Funiculars anomalies during childbirth: about 562 cases collected in Pikine National Hospital

Moussa Diallo, Abdoul Aziz Diouf, Cire Espérance Koulimaya, Niang Y., Astou Coly Niassy Diallo, Mame Diarra Ndiaye, Omar Gassama, Niang M., Gueye M., Moreau J. C., Diouf A.


Background: Establish an epidemiological description of the different types of umbilical cord anomalies in our reference structure and to assess their impact on the prognosis of childbirth.

Methods: We conducted a descriptive study, cross over a period of one year in Obstetrics and Gynecology Service Level III of Pikine Hospital. We included all women in labor have reached the term less than 28 weeks gestation and delivering a newborn with umbilical cord abnormality diagnosed during labor or during the expulsion.
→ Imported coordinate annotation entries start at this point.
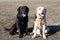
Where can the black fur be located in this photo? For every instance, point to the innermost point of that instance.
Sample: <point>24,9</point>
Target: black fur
<point>21,22</point>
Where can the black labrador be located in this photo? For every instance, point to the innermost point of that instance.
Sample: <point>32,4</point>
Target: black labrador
<point>21,21</point>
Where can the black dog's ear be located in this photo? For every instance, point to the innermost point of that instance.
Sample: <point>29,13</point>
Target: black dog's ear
<point>45,10</point>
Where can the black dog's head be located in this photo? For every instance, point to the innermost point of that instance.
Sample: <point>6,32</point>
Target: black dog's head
<point>23,11</point>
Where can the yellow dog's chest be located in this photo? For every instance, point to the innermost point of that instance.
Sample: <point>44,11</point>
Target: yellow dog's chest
<point>39,23</point>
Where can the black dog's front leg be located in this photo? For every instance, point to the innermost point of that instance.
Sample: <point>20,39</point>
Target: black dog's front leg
<point>13,29</point>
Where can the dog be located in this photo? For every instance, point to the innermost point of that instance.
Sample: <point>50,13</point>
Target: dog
<point>21,21</point>
<point>40,23</point>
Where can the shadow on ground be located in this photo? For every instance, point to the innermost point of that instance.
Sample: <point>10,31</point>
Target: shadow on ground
<point>53,29</point>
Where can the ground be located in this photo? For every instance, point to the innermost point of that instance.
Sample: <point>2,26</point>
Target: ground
<point>8,11</point>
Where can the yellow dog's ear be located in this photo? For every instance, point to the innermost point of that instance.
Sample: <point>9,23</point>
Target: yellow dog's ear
<point>45,10</point>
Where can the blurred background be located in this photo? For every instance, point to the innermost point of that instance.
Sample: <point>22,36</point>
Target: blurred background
<point>8,11</point>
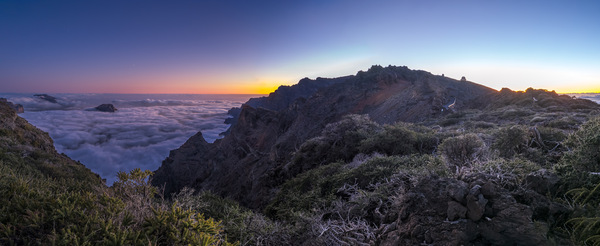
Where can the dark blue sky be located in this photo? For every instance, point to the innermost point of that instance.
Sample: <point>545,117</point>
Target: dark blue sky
<point>253,46</point>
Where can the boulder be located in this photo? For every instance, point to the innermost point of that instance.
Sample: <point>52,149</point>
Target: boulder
<point>106,108</point>
<point>17,107</point>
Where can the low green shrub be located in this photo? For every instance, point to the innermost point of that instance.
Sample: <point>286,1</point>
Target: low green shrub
<point>510,141</point>
<point>401,139</point>
<point>461,151</point>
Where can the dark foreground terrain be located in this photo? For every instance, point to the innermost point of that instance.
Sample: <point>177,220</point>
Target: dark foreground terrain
<point>389,156</point>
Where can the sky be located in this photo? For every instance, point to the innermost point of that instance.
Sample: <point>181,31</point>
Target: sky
<point>251,47</point>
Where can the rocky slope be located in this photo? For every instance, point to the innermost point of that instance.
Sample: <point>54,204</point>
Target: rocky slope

Results: During this period, we compiled 562 anomalies of the umbilical cord, which gave a frequency of 23.8%. Length discrepancies were far the most frequent (67.4%). Only the prolapsed cord was an independent risk factor for cesarean section (p = 0.036). The rate of episiotomy and tear was significantly higher in case of brevity (primitive or induced) cord (p = 0.042). Apgar score ≤7 was significantly related to the presence of brevity (p = 0.000), excessive length (p = 0.048) or cord prolapse (p = 0.037).

Conclusions: This study has allowed us to see that the funicular abnormalities impede the smooth running of childbirth. Their occurrence is facilitated by the excess amniotic fluid, prematurity and low birth weight. Their research during prenatal ultrasounds should be systematic.